Cigars Do’s and Don’ts: How to Properly Cut a Cigar and not Be a Barbarian

Now that you know the fundamentals of cigar shapes and sizes, that does you no good if you have no idea what cut goes best with each cigar shape and size. The last thing you want is to go to a great tobacconist and they ask you what cut you want and you act like a know-it-all and end up making a fool of yourself because you want a punch cut to your Davidoff Oro Blanco perfecto. Or, even worse, you ask your unsophisticated dip-chewing friend for advice and he tells you to bite the cap off to smoke your beautifully constructed cigar (whatever you do, NEVER bite the cap off, do you really want to be eating fraying tobacco leaves like a cow, you’re not a cow, so don’t act like one when you smoke a cigar).

At the end of the day, many of these different cuts are based solely on one’s preference, however, there are obvious best practices that can greatly improve the draw of certain cigars depending on your cut, thus improving your smoking experience. So, let’s get started on the three most common types of cut for a cigar.

Cut #1: The full cut

The first cut and the most common is the full cut, or called the guillotine by some, or if you want to be politically incorrect, the rabbi. The name is pretty self-explanatory. This cut takes the whole cap off. The full cut causes a pretty full draw, in that a lot of smoke intake can happen, but it is a slower draw. Larger ring gauges are good for this cut as it helps slow the draw, but at the same time gets a full flavor profile with each draw. Figurados necessitate a full cut as their pyramidal cap means a punch cut or a v-cut cannot puncture a hole.

When cutting with a full cut, it is very important you first recognize where you need to cut. If you cut too high, you won’t take enough off, and if you cut too low, then the cigar will start to fray and you run into the problem of eating the tobacco leaf and not smoking it. Thankfully, it is quite easy to spot where the cap ends for a cigar. There is a change in the seaming of the wrapper. For a full cut, you spot this seam out and you cut just a little bit in front of the seam. This will ensure a nice full cut without any fraying. However, for those who like to chew on their cigars while smoking them, this cut may be bad for you because it is very easy to fray.

Cut #2: the V-cut

The second cut I want to talk about is the v-cut, or the wedge cut. The name is pretty clear about the shape of this cut. Unlike the full cut, the v-cut goes deeper into the cigar which can allow for a better draw in some situations. Specifically, the v-cut is great at giving a consistent draw that is fast, and in some cases, it gives a fuller draw compared to the full cut. V-cuts, however, can only be performed on parejos for obvious reasons. It is much easier to perform a v-cut than a full cut on a Parejo because you don’t need to worry about cutting too far down from the cap. Simply put the cap near the v-cutter and take one quick and smooth cut, and voila, you have a great cut cigar ready for enjoyment.

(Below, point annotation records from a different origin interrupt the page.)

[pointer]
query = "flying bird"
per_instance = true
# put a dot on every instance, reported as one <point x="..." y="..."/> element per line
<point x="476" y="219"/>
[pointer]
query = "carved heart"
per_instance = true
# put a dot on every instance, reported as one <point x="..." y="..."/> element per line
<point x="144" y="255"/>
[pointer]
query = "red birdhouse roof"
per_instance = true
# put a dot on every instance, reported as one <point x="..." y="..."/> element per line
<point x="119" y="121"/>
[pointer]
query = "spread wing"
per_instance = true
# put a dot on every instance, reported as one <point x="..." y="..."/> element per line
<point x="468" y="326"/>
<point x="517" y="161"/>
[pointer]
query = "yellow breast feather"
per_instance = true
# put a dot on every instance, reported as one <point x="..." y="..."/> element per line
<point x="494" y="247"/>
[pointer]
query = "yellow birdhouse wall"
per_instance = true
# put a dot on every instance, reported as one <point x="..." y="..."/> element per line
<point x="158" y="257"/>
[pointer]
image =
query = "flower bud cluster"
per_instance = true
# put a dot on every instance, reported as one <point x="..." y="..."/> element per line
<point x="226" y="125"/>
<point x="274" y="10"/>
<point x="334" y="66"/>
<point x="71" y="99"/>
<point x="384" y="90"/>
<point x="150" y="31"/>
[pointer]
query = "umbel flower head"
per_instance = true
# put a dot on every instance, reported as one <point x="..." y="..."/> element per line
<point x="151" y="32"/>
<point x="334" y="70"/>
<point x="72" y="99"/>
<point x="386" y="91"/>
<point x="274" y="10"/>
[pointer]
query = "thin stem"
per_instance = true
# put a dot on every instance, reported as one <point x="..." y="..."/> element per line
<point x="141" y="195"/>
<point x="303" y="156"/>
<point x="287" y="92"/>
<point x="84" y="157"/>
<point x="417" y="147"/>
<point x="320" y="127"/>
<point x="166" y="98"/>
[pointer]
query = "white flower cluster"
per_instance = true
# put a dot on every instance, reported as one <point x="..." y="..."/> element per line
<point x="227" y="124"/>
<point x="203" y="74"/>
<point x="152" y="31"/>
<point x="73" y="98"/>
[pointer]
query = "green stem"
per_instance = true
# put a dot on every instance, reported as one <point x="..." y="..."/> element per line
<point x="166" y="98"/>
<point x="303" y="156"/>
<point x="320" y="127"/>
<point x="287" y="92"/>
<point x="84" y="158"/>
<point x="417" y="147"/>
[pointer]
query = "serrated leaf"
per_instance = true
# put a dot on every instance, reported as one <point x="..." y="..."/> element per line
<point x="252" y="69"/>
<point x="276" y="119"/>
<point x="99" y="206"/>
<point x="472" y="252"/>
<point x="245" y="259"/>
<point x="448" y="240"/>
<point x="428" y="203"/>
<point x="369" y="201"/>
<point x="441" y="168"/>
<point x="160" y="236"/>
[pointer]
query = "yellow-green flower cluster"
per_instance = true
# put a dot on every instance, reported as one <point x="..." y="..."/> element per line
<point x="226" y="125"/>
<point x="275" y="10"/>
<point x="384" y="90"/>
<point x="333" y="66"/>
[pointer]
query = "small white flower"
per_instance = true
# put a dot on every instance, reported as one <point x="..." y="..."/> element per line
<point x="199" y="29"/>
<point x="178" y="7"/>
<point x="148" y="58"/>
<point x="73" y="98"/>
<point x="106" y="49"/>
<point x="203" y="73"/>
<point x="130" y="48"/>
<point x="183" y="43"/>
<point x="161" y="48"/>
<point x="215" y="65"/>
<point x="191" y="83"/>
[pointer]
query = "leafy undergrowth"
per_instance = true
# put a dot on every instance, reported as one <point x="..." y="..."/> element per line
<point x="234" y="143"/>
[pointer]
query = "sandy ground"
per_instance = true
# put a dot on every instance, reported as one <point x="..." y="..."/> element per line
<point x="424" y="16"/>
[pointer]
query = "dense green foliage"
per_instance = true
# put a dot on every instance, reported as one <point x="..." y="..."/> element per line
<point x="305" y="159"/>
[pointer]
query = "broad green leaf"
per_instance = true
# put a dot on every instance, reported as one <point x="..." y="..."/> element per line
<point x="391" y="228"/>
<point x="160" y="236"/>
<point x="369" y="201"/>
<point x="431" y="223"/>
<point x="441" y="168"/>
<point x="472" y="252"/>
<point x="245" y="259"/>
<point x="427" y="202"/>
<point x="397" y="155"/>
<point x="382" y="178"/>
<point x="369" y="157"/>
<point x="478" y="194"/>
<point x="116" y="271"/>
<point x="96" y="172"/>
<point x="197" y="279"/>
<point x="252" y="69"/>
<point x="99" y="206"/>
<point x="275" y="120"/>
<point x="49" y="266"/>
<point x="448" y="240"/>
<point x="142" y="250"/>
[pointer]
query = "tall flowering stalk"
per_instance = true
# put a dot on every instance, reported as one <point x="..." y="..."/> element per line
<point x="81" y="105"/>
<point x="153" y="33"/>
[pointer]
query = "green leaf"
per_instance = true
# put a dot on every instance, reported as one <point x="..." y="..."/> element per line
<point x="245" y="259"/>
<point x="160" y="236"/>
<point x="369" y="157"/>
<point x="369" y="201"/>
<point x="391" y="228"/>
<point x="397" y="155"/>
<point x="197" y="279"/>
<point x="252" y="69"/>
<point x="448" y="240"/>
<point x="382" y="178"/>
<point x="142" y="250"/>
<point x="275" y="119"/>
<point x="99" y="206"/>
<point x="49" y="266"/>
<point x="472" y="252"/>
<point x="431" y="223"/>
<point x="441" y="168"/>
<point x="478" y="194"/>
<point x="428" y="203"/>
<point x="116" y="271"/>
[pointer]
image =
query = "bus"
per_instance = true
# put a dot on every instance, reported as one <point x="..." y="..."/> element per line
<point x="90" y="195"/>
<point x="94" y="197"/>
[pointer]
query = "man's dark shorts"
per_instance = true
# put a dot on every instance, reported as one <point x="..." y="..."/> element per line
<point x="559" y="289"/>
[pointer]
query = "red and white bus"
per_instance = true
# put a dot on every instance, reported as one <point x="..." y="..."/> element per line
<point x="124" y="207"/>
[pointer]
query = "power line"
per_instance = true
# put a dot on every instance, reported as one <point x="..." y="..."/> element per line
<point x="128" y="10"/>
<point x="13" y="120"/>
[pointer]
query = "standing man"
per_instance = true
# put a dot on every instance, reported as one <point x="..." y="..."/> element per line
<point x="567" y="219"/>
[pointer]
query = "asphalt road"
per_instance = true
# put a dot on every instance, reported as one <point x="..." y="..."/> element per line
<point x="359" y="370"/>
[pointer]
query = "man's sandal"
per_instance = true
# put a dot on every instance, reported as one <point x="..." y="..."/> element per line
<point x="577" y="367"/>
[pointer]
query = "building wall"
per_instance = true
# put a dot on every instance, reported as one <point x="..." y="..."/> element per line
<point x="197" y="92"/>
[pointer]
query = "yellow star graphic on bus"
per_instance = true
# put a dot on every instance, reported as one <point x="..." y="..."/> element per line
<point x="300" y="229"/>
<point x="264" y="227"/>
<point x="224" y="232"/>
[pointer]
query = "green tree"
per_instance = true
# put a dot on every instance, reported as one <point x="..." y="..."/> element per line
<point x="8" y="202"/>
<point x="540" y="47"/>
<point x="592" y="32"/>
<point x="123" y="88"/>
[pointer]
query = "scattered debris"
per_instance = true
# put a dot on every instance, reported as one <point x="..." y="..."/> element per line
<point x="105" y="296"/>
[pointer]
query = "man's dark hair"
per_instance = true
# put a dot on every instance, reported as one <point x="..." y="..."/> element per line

When I smoke, I usually cut almost all my parejos with a v-cutter. I highly recommend this cut for anyone. This cut and the punch cut are great for those who like to chew their cigars when they smoke because fraying is at a minimum. Just remember, with all cuts, you need a continuous quick motion. Do not hesitate when cutting you could crush the cap instead of cutting it, and you don’t want to crush this beautiful work of artisan craftsmanship.

Cut #3: the Punch cut

The last cut I want to talk about is the punch cut. This cut simply punches a hole in the center of the cap. It is similar to the v-cut in that it goes deep into the cigar, but the radius of the draw is much smaller. This creates a pretty fast draw

and also a very consistent one as it is similar to a pipe flowing with water. The punch can

only be used on parejos like the v-cut, and I don’t recommend using it on big ring gauges. Punch cutters come in all different types of sizes, so if you have one that punches a big hole that could work on gordo cigars. In my opinion, punch cutters work very well with very elaborate flavor profiles. The draw created by the punch cut allow for the blending of all the flavors very well, but this also requires skill in lighting the cigar, which is a whole other article just on that. That’s why punch cuts should be reserved for higher quality cigars and for an aficionado. Lastly, the punch cutter is the most transportable for obvious reasons. Even some lighters come with a punch cutter!


Now that you have a quick overview of the three most common cuts for cigars, you can make a well-informed decision each time you smoke. You can try all these cuts too, and find out which one you prefer the most. Now you can recommend even to your less sophisticated friends who want to become sophisticated by smoking cigars, which cut is best for each cigar shape and size and their personal preference. Just remember to never bite the cap off of your cigar unless you want the feeling of eating a tree branch full of dead leaves. I guess you can do that if you want, but just know that you will garner no respect from the cigar smoking community and you should never do that at a cigar bar. You’ll be chased out and rightfully so.